= 1850s Pacific typhoon seasons =

This article encompasses the 1850s Pacific typhoon seasons. The list is very incomplete; information on early typhoon seasons is patchy and relies heavily on individual observations of travellers and ships. There were no comprehensive records kept by a central organisation at this early time.

== 1850 season ==
A typhoon struck Manila Bay in the Philippines in May. Around 1850, a typhoon killed about 50 people on Rongelap Atoll in the Marshall Islands. Two fierce typhoons struck Japan in August and September 1850; the first one, a powerful storm comparable to the 1828 Siebold typhoon, struck Buzen Province in northeastern Kyushu and rolled through the Chugoku region on 18 August, destroying 459 houses in the Akizuki Domain (now central Fukuoka Prefecture) alone; and the second one affected much of western Japan between the Kyushu and Chubu regions on 12 September.

== 1851 season ==
A typhoon struck Passi in the Philippines in December.

== 1852 season ==
- Typhoon at Miyako
Typhoon recorded at Miyako in the Ryukyu Islands. Miyako was also hit by a storm surge. 3,000 people died in the subsequent famine and disease.

A typhoon was also reported near Vietnam.

== 1853 season ==
On 17 July, ships near Okinawa reported falling pressure and increasing winds, a sign of an approaching storm. During the subsequent days, swells became stronger as the storm moved toward northeastern China. On 22 July, the barometer aboard USS Supply subsided to 28.74 inHg, and winds increased to force-10. The winds split the inner jib and the foresail of the British schooner Eament. The storm stalled off the east coast of China, and when the Eament encountered the eye, it reported a barometric pressure of 28.14 inHg. Turning back east, the storm moved through the Ryukyu Islands.

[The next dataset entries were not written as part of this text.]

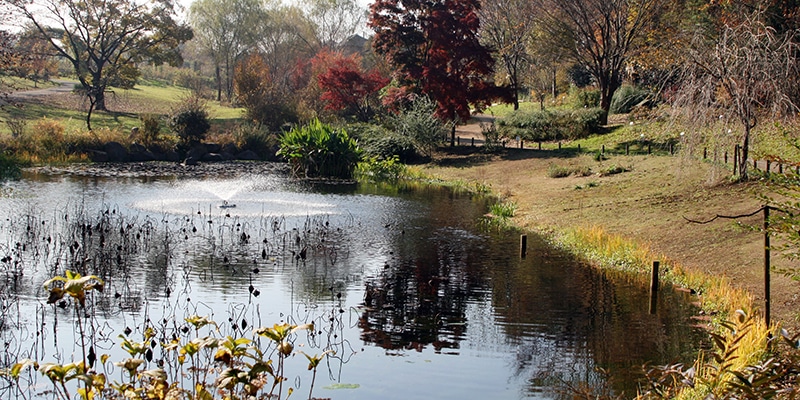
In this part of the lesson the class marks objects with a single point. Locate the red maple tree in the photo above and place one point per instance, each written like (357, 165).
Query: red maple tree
(346, 87)
(435, 50)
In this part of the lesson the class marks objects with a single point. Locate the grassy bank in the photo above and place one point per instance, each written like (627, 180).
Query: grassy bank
(627, 220)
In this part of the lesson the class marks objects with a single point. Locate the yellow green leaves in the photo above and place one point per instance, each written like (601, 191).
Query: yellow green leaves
(313, 361)
(74, 285)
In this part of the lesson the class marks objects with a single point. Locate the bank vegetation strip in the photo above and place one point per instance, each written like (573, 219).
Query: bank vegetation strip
(609, 233)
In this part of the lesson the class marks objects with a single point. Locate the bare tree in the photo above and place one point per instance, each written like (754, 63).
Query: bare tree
(104, 39)
(226, 29)
(600, 35)
(333, 21)
(506, 27)
(744, 72)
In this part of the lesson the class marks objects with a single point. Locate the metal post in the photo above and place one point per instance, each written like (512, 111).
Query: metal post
(766, 266)
(654, 287)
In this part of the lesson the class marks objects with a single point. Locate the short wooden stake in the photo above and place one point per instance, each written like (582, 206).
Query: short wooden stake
(654, 288)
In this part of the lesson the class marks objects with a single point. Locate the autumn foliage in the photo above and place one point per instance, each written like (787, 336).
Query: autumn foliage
(435, 51)
(347, 88)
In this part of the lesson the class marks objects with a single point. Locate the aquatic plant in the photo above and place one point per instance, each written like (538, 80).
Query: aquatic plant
(375, 169)
(319, 150)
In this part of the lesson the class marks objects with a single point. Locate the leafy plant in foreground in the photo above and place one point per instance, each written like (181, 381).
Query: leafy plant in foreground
(319, 150)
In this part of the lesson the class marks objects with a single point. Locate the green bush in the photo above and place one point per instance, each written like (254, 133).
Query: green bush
(626, 98)
(419, 123)
(377, 141)
(375, 169)
(256, 138)
(189, 120)
(9, 167)
(558, 171)
(544, 125)
(318, 150)
(151, 129)
(585, 98)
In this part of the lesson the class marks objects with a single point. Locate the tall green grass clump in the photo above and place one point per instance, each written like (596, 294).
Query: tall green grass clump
(547, 125)
(318, 150)
(628, 97)
(10, 167)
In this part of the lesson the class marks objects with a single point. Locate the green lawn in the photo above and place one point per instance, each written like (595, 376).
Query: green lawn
(125, 106)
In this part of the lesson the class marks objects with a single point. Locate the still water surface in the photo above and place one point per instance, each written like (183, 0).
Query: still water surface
(417, 300)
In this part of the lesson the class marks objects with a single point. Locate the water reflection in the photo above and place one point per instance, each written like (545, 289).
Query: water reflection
(400, 271)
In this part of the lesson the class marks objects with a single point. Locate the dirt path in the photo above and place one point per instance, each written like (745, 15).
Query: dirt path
(647, 204)
(64, 87)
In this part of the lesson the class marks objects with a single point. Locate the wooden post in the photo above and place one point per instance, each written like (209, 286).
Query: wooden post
(654, 287)
(766, 267)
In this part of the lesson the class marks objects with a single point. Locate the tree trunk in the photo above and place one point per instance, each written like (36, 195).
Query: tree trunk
(745, 150)
(219, 82)
(99, 97)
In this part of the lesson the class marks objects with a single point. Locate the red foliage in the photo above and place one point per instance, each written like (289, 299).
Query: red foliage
(435, 49)
(345, 86)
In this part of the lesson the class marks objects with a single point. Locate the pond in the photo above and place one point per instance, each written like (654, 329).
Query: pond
(413, 296)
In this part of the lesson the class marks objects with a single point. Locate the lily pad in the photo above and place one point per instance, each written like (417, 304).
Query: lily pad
(336, 386)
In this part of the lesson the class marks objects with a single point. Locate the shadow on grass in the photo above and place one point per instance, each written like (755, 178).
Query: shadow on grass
(468, 156)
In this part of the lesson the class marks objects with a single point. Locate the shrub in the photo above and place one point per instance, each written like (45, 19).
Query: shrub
(189, 120)
(264, 101)
(558, 171)
(626, 98)
(151, 128)
(543, 125)
(419, 123)
(375, 169)
(9, 167)
(318, 150)
(256, 138)
(492, 139)
(377, 141)
(585, 98)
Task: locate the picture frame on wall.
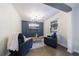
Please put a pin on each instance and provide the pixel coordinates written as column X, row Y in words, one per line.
column 54, row 25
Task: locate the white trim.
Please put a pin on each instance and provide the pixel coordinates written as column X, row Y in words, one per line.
column 70, row 51
column 77, row 51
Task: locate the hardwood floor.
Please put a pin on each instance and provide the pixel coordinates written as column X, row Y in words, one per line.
column 49, row 51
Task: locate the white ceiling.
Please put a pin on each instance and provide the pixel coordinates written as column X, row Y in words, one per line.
column 34, row 11
column 72, row 4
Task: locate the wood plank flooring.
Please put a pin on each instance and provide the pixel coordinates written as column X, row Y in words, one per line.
column 49, row 51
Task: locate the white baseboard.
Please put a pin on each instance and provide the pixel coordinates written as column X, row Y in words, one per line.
column 76, row 51
column 62, row 45
column 70, row 51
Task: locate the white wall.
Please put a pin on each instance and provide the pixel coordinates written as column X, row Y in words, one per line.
column 75, row 23
column 9, row 22
column 62, row 27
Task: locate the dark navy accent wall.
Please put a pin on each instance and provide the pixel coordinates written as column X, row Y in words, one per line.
column 32, row 32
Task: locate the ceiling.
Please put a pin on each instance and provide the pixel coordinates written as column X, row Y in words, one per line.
column 35, row 11
column 72, row 4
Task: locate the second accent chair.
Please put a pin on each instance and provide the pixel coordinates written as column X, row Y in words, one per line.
column 24, row 47
column 51, row 40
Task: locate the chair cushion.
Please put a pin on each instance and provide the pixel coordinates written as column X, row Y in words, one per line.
column 20, row 38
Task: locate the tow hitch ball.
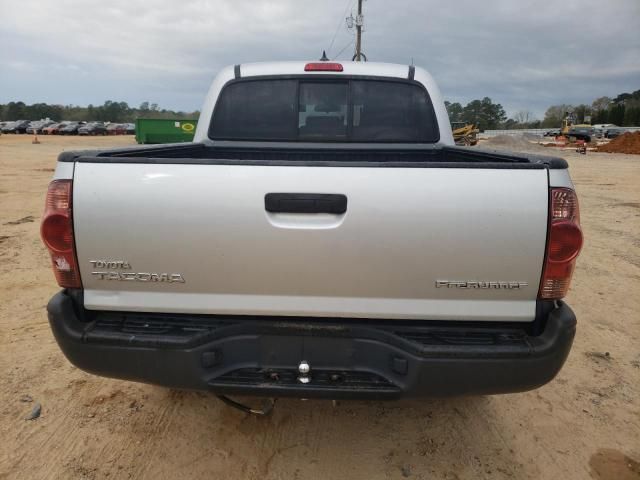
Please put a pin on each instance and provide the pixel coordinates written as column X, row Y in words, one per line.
column 304, row 369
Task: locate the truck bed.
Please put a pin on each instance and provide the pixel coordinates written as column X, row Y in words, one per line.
column 420, row 156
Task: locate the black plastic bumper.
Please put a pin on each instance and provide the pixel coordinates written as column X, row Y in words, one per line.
column 348, row 358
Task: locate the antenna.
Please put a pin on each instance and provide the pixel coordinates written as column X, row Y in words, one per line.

The ship-based observations suggest a spatially enormous, slow moving tropical storm (or typhoon) in the East China Sea, and force-6 winds continued to be reported through 31 July.

In September 1853, a typhoon struck Guam.

== 1854 season ==
Typhoons were recorded at Okinawa in 1854.

== 1855 season ==
A typhoon struck Guam in September.

== 1856 season ==
A powerful typhoon struck Edo (modern-day Tokyo) on 23 September and briskly swept across eastern Japan through the 24th. Extensive property damage and many casualties were reported, most of which were caused by severe storm surges.

== 1858 season ==
There were two tropical cyclones in the western Pacific in 1858, one of which was a typhoon.

== 1859 season ==
A typhoon moving north-northeastward passed west of Hokkaido on 23 August. Strong winds were observed in the Oshima Peninsula.